Hard To Take
I feel pretty badly for Christopher Ratte and his seven-year-old son, Leo, of Ann Arbor, Michigan. They were having a great father-son outing the other day at Comerica Park, home of the Detroit Tigers. Rushed as they arrived at the ballpark and in a hurry to find their seats, dad and junior made a quick stop at a concession stand where Christopher bought Leo a refreshing bottled lemonade.
I think the authorities at the ballpark in Detroit were right to step in when they saw a seven-year-old drinking alcohol throughout the game.
Fast forward a few hours to the top of the ninth inning. Father and son had snacked throughout the game on the usual -- hot dogs, peanuts -- and Leo had managed to finish about two-thirds of his lemonade. That's when a security guard approached the pair and asked Christopher if he had provided the beverage for Leo. "Of course," Mr. Ratte responded. At that point they took Leo away from his dad, trundled the terrified boy into an ambulance, transported him to a local hospital's emergency room, and removed him from his parents' custody for at least two days.
See, his father had unwittingly given Leo an alcoholic beverage: specifically, Mike's Hard Lemonade. It happened to be a product he had never heard of, much less purchased, before that day at the ballpark.
I had to chuckle when I saw this news report, and not because I'm mean or anything. As I already said, I feel terrible for Mr. Ratte (who I'm convinced made an honest mistake).
What I found amusing was that I know someone -- well over the legal age to consume alcohol but a teetotaler by conviction -- who made a similar mistake a few years ago on a hot summer day. He was at a friend's house and reached into the fridge, grabbed a lemonade, and chugged it down. He said it didn't taste out of the ordinary, but for some reason after he'd drained the bottle, he looked more closely at the label and realized what he'd done. It was a bottle of Mike's Hard Lemonade ... a product he'd never heard of until that day, much less bought, been offered, or imbibed. He was embarrassed because, like I said, he has a religious conviction about abstaining from alcohol. We, his friends, got a good laugh out of it and still tease him about it.

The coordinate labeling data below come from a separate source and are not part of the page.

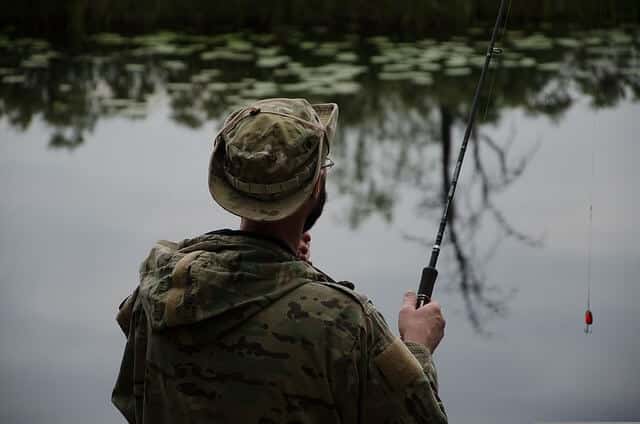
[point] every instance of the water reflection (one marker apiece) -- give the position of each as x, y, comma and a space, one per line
402, 106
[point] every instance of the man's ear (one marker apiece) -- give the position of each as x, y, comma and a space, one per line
317, 188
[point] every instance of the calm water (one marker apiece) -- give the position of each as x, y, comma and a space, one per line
103, 152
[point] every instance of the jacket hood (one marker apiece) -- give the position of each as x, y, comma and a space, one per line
227, 276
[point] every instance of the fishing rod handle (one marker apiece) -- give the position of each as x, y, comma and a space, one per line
427, 282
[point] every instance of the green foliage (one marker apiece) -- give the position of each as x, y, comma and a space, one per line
400, 17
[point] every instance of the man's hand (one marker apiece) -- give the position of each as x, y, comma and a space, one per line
424, 325
304, 247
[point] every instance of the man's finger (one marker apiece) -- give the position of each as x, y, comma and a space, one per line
410, 299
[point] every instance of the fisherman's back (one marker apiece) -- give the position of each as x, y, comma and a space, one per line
210, 343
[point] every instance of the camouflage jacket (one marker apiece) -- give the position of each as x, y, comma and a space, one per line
231, 327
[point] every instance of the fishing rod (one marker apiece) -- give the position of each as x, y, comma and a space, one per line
430, 273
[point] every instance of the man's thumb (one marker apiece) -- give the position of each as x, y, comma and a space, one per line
410, 299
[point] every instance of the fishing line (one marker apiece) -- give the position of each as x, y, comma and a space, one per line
430, 273
497, 69
588, 317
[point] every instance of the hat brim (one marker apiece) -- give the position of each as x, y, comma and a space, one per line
254, 209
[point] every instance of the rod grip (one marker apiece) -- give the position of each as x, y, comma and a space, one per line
427, 282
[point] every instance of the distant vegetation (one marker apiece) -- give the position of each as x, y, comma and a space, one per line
73, 19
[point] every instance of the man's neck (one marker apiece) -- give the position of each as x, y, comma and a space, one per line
288, 231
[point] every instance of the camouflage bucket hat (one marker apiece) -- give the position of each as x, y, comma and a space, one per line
267, 157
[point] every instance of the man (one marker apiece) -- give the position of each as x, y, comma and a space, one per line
237, 327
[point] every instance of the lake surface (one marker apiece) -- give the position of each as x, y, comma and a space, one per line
104, 151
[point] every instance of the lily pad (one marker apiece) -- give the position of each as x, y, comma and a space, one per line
134, 67
272, 62
457, 72
347, 57
14, 79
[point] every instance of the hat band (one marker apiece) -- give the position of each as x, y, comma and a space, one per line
270, 189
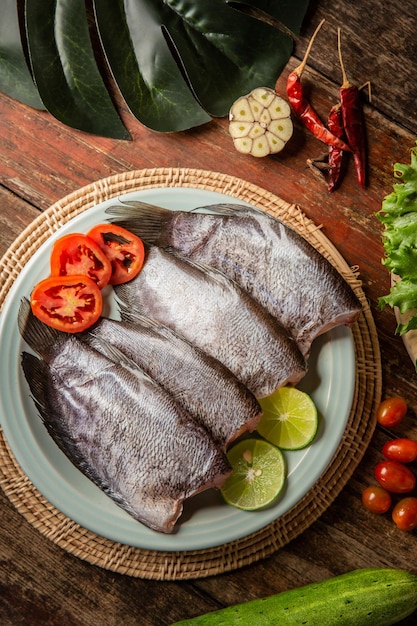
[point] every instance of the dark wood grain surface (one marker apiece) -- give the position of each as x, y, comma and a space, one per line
42, 161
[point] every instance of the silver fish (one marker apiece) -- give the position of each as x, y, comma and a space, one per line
201, 384
214, 314
118, 427
271, 261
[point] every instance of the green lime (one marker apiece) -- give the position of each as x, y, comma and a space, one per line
258, 474
289, 418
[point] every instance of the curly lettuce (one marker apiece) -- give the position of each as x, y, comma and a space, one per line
398, 213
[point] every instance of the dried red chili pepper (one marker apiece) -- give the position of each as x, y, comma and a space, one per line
336, 155
353, 120
304, 109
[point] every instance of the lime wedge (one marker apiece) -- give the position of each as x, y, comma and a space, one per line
289, 419
258, 474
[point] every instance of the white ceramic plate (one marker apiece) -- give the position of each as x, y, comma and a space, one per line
206, 521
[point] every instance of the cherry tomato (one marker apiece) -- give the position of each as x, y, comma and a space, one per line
67, 303
403, 450
404, 513
395, 477
376, 499
391, 411
79, 255
124, 250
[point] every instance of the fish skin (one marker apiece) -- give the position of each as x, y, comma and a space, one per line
201, 384
267, 258
214, 314
144, 451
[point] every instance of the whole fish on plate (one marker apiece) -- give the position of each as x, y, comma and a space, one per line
118, 427
214, 314
197, 381
270, 260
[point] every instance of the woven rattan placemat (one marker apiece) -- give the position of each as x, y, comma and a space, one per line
160, 565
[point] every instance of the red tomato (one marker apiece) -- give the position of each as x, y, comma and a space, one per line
404, 513
403, 450
79, 255
124, 250
67, 303
395, 477
376, 499
391, 411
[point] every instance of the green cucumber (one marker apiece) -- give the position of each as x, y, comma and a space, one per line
372, 596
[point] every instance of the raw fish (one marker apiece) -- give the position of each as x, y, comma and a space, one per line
119, 427
200, 383
271, 261
214, 314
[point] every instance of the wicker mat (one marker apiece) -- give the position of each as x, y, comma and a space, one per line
161, 565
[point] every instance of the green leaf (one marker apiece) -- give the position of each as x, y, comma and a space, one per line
175, 49
15, 77
177, 63
145, 70
65, 70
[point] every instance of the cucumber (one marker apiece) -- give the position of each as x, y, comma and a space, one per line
371, 596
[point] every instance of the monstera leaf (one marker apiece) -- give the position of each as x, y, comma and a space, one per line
177, 63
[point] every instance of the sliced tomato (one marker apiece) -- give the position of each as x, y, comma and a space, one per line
67, 303
77, 254
124, 250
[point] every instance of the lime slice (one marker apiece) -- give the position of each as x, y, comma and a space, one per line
258, 474
289, 419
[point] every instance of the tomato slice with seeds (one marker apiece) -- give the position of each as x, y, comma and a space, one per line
124, 250
77, 254
67, 303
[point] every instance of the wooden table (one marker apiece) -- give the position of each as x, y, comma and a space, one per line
43, 161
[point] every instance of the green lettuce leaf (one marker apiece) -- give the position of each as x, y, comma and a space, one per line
399, 215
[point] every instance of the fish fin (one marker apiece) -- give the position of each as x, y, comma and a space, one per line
37, 335
223, 208
38, 377
134, 317
147, 221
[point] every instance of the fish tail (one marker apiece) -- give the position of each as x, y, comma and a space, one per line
147, 221
38, 335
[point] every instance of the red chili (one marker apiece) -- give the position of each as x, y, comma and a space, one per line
353, 121
304, 109
335, 124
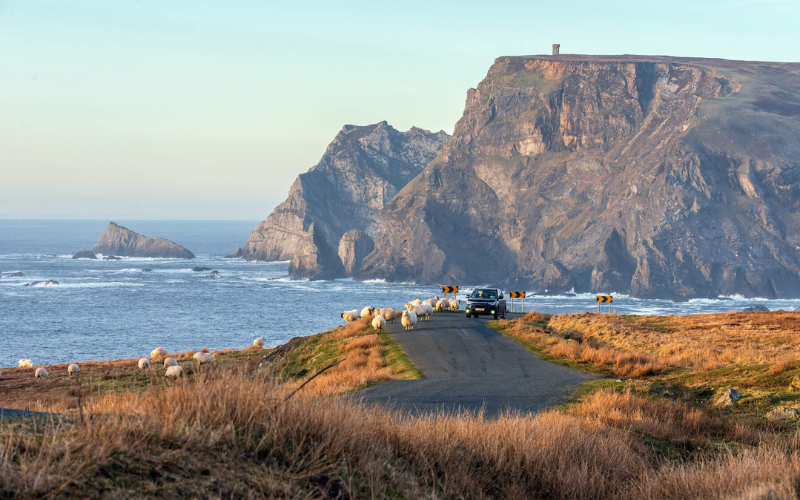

As for Mr. and Mrs. Ratte, the understandably heartbroken, frightened, and perplexed parents of Leo, social workers at the hospital said that while they believed Leo had ingested the alcohol by mistake, they still had to do their job and retain custody of him until a more thorough investigation could be carried out.
Ostensibly this would be to satisfy themselves that Leo's father did not take him to the Tigers game to get him drunk in front of thousands of people, make him sick, and possibly kill him.
As Leo's father himself pointed out in a news interview, if he was going to feed alcoholic beverages to his seven-year-old son on purpose, why would he do it over a period of several hours while sitting in a packed stadium?
Do me a favor. The next time you go out for dinner at a restaurant where alcohol is served, look around. Chances are you'll see at least one table where there are a set of what appear to be parents in the company of what appear to be their own small children. They'll all be eating a meal, and both parents will be drinking beer or wine. Unless you happen to be in Beverly Hills or Manhattan, you cannot believe they have a chauffeur waiting outside to drive them home or that they plan to call a taxi. One of those parents is going to get in the car after drinking and do the driving.
Remember to buckle those kiddies snugly in their carseats!
Don't get me wrong; I think the authorities at the ballpark in Detroit were right to step in when they saw a seven-year-old drinking alcohol throughout the game. But when the powers-that-be realized a terrible mistake had been made and that the whole thing was unintentional, once they confirmed the child had not been adversely affected I think they should have let him go home with his mom and dad. No harm, no foul. Truly. People mess up sometimes; dire consequences do not always ensue.
But what about parents who knowingly drink and drive ... and do so with small children in the car? Even if they say they are not impaired after one or two beers or a glass of wine, studies show that after consuming only one drink a person's capacity to make split-second decisions can be diminished. How much (or how little) impairment is "safe" when it comes to your own children? If someone had a teensy drink and wanted to drive my granddaughters around the corner, I'm pretty sure I'd do my impersonation of godzilla on the hood of their car. Complete with chest-beating and a bloodcurdling rebel yell for added drama.
And I'd tell them, hey ... when life hands you lemons, don't take it so hard.